Bir yılda 365 gün 12 ay var. Yeni yılın 20. gününden selamlar. Ben bu ay İstanbul Samsun Manisa İzmir İstanbul ve yine Samsun yolcusuyum. Matcha çayının Japonların, ilk cinin üretildiği yerin Hollanda olduğunu Tekila’ da agave, Doppie kahvesinin italyanların olduğunu bilmem ama uzun zamandır buralara uğramadığımı biliyorum. Çok uzun zamandır yazmaya ara vermiştim. Çok eskiden dinlediğim Big big world şarkısı çaldı geçen gün, bir kez daha anladım ki big girl oldum ve olmaya devam ediyorum. Kocaman bir şehir kalabalığında hava şahane elimde nergis çiçekleri çok güzel bir gün geçiriyorum. Küllerimden doğmadım ama nergis misali yenilendiğim bir süreçteyim diyelim. Vakit buldukça klinikte gassalı izleyip her seferinde dördüncü bölümde takılı kaldığımız günlerimiz de oldu. Dörde gelemeyenler olunca ilerlemedik mesela. Yüksek lisans tez döneminin telaşı var üzerimde bazen makalelerle boğuştum bazen son günü bekledim, malum ben biraz son gün insanıyım. İzmir’ de lise arkadaşlarımızla oturunca bir kez daha ne kadar büyüdüğümüzü anladım. Ben anladım onlar anladı biz anladık. Anlam arayışımız devam etti tabi Ayşegül’ün tablosunu yorumladık çokça. O çilekli kokteyllerimizi hazırlarken kedicikler belgeselini izledik. Şaşırdık, analiz devam etti. Tuğba ile tanıştık. Okuyorsan, gülüşlerin ve enerjin hep daim olsun çılgın kızce. Ayşegül ile Tuğba’ya hikayeden adamlar gibi bir konsepti yakıştırdık. Biz söyledik onlar güldü. Bir gün bu konseptle gelirlerse Hülya Avşar’ın Aleyna tilkiyi keşfettiği gurur misali her yerde söylememiz yok mu peki ?
Biz ettik bakalım belki bi İzmir toplantısı yapar şekillendiririz diyip geçelim. Sonra ne mi oldu?
Gecenin yarısı çikolatalı ekmek datei yapılan sohbetler oldu ben uyuyakaldığım sıralarda.
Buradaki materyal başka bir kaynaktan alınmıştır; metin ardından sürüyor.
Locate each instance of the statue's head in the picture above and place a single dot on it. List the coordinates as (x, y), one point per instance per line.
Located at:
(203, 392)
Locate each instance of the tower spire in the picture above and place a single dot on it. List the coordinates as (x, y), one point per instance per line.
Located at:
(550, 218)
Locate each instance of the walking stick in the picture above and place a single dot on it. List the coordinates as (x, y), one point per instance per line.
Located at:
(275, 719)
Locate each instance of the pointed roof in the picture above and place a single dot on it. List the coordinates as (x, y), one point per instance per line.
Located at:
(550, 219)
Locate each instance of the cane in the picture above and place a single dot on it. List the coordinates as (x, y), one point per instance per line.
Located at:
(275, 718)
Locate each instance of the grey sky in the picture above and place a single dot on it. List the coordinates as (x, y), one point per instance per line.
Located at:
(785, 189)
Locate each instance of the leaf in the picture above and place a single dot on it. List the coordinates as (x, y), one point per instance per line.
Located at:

Gün doğar doğmaz yola koyulduk tabi. Plastik cerrahi uzmanlığı için çalışan arkadaşımıza sürpriz yapıp tekrar yola çıktık tabi. İstanbul gece uyuyup varılan lokasyon oldu bu defa. Taksici, biz ayrılamayız çaldı en dertli haliyle güne böyle başlamamızı uygun görüyorsa vardır bi bildiği diyip geçtim. 28 yaşındaki Jiyan biraz böyle. Ne olduysa vardır bi bildiği böyle olması gerekiyor cümleleri geliyor peşi sıra inanır mısınız ?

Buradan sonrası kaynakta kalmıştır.